NEW YORK, June 30 /PRNewswire/ -- The boards of directors of Cohen & Steers Advantage Income Realty Fund, Inc. ('RLF'), Cohen & Steers Worldwide Realty Income Fund, Inc. ('RWF'), Cohen and Steers Premium Income Realty Fund, Inc. ('RPF') and Cohen & Steers Quality Income Realty Fund, Inc. ('RQI') have approved mergers, subject to approval by the relevant funds' shareholders, in which each of RLF, RWF and RPF would merge with and into RQI. Shareholders of RLF, RWF and RPF will become shareholders of RQI, and will not recognize a gain or loss for federal income tax purposes as a result of the mergers.

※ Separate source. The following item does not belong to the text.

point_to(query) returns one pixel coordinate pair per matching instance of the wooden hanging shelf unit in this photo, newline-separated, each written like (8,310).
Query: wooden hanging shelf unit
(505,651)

In approving the mergers, the directors considered, among other things, each fund's investment objectives, net asset value and stock price performance, income-generating strategy and expenses, and potential cost savings based on operational efficiencies. The mergers will permit fund shareholders to pursue substantially similar investment objectives in a larger fund that has similar investment policies and anticipated lower expenses.
RLF, RWF, RPF and RQI shareholders will be asked to vote to approve the merger of their fund at a special meeting to be held on October 22, 2009. The mergers, if approved, are expected to occur in the fourth quarter of 2009. More information will be contained in the proxy materials RLF, RWF, RPF and RQI will mail to their shareholders.
Additional Information About the Proposed Mergers and Where to Find It
This press release is not intended to, and shall not, constitute an offer to purchase or sell shares of any of the funds; nor is this press release intended to solicit a proxy from any shareholder of any of the funds. The solicitation of the purchase or sale of securities or of proxies to effect each merger may only be made by a final, effective Registration Statement, which will include a definitive Combined Proxy Statement/Prospectus, after the Registration Statement is declared effective by the Securities and Exchange Commission ('SEC').
This Registration Statement has yet to be filed with the SEC. Once it is, it may be amended or withdrawn and the Combined Proxy Statement/Prospectus will not be distributed to shareholders of the funds unless and until the Registration Statement is declared effective by the SEC.
The funds and their respective directors and officers, and Cohen & Steers, and its shareholders, officers and employees and other persons may be deemed to be participants in the solicitation of proxies with respect to these proposed mergers.